• Bloomberg


Hitachi Construction Machinery Co., the nation’s second-largest heavy-equipment maker, said Chinese demand for excavators will decline in the first half of next year as monetary tightening slows construction projects.

The sales downturn in China, the world’s biggest market for construction equipment, “will continue after the Lunar New Year” next month, Chief Executive Officer Michijiro Kikawa said in an interview at the company’s headquarters in Tokyo. “I had expected Chinese demand to come back sooner.”

Kikawa expects industrywide sales of excavators in China to drop by 30 percent in the year to March 31, compared with a forecast of a 20 percent decline two months ago.
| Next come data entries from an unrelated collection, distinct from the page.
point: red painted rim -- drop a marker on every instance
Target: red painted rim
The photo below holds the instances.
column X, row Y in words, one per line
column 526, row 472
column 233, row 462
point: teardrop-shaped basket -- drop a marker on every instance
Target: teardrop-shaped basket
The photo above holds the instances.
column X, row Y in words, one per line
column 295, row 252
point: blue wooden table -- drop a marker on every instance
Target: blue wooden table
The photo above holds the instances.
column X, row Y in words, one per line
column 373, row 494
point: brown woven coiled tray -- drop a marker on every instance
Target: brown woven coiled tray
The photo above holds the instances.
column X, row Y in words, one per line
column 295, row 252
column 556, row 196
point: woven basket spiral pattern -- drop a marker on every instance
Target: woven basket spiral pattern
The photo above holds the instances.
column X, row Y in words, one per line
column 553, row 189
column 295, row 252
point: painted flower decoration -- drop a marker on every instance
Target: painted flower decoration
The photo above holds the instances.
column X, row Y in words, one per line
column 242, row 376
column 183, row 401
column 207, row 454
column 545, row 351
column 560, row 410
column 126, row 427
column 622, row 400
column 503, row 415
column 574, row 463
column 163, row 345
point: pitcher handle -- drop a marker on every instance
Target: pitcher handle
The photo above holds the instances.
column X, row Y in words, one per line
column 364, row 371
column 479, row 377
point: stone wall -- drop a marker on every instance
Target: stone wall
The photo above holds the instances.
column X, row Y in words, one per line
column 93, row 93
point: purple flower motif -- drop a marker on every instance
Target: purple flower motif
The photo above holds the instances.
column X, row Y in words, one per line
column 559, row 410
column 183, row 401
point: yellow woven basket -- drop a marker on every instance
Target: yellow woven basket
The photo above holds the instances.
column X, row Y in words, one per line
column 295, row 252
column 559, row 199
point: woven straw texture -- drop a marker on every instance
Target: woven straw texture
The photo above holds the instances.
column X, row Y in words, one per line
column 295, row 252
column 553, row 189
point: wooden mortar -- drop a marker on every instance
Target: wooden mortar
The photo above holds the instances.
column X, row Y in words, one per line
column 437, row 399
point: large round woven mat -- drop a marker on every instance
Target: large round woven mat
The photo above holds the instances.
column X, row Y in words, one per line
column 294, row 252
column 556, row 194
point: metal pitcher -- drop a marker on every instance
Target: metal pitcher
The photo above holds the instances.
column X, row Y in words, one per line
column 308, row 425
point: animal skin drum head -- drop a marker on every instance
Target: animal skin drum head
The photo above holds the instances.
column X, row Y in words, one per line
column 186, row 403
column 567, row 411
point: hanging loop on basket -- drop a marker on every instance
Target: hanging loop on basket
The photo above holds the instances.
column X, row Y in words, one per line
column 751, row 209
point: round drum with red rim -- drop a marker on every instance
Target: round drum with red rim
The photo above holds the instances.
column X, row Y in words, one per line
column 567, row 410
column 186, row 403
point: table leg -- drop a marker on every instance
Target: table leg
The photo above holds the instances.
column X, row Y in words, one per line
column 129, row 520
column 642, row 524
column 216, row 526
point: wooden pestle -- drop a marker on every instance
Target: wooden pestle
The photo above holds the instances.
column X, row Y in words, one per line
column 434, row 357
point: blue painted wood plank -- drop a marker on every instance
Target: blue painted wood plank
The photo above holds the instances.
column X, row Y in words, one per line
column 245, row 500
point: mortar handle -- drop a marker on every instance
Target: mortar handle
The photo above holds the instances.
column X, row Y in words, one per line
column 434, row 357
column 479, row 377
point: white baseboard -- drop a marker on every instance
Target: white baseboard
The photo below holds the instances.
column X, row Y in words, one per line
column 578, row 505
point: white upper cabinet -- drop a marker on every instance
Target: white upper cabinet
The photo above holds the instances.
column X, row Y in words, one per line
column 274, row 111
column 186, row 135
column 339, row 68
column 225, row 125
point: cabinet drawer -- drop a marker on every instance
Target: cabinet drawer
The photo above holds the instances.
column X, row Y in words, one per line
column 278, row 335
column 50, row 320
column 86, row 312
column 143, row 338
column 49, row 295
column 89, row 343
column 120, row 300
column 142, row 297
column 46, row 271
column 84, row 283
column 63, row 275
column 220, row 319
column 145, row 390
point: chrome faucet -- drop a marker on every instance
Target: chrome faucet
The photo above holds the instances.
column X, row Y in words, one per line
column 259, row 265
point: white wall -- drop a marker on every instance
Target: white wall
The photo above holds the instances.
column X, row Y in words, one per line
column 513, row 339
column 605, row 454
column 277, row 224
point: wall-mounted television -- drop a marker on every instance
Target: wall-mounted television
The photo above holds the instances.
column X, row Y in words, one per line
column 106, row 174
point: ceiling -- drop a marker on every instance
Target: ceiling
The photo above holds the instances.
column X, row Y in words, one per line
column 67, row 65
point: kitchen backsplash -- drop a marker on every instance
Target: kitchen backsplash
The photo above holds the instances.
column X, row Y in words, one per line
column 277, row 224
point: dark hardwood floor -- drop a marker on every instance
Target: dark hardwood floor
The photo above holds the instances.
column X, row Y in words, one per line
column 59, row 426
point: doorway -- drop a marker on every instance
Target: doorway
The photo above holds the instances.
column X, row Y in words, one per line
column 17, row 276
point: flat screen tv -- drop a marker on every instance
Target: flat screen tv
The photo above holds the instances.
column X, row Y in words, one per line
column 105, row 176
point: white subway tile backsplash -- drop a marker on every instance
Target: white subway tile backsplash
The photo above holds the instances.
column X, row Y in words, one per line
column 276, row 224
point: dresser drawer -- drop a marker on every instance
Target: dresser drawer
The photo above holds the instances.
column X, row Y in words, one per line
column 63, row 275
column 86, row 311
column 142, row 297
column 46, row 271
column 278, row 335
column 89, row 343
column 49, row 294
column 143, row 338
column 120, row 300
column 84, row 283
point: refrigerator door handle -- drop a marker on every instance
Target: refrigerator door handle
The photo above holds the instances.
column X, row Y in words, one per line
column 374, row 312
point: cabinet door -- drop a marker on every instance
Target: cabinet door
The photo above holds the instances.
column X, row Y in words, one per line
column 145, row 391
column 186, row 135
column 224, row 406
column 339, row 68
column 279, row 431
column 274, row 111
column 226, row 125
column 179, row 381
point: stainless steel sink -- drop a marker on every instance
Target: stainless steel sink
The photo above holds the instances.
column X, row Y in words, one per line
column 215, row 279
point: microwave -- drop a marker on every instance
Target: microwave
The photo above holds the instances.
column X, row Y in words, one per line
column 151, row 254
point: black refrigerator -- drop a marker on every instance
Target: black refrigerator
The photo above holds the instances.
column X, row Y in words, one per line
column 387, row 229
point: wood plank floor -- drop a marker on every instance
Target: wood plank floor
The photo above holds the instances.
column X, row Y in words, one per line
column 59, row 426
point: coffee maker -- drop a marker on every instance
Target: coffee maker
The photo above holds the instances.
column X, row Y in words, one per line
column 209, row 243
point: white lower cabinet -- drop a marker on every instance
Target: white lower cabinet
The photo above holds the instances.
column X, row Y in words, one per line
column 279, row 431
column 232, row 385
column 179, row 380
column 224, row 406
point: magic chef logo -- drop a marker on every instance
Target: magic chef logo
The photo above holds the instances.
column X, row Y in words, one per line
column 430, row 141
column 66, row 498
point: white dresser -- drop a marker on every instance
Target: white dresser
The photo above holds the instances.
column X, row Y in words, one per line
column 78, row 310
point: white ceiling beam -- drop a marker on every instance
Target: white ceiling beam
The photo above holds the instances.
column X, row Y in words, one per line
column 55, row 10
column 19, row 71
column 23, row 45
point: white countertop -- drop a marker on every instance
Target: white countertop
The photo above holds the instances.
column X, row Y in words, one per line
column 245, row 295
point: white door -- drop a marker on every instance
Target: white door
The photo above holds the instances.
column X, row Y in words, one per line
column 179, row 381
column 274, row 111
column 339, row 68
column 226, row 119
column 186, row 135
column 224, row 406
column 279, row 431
China will probably see no growth until June or July, Kikawa said.

Hitachi Construction Machinery gets as much as 40 percent of its annual sales in China in the first three months of the Lunar New Year, which starts on Jan. 23 next year. The company and competitors including Komatsu Ltd. are counting on coal and gas development projects in Indonesia and the U.S. and postquake rebuilding in Japan for orders as Chinese demand slows.

Europe’s sovereign debt crisis also raises the threat of the turmoil spreading to Asia, Kikawa said. Europe’s woes “haven’t impacted demand for our machinery, though we’ll need to keep the risk in mind,” Kikawa said in the Dec. 22 interview.

China’s government has curbed lending and restricted home purchases to rein in inflation and asset bubbles. The government may next year start easing and increase spending on stimulus measures to boost the economy before the appointment of a new leadership, helping demand after mid-2012, Kikawa said.

Hitachi Construction Machinery is focusing on mining- equipment, a market that’s less competitive than construction machinery because of the smaller number of makers, he said.

The company set a target to capture a 30 percent share of the global market for large mining trucks by 2018 to challenge Komatsu and Peoria, Illinois-based Caterpillar Inc. Hitachi Construction Machinery now has a 10 percent share for dump trucks that can carry at least 190 metric tons. It has a 40 percent market share in mining excavators weighing at least 190 tons.

Kikawa plans to boost annual capacity for mining excavators by 60 percent and three times for dump trucks by March 2014 at plants in Ibaraki Prefecture, northeast of Tokyo.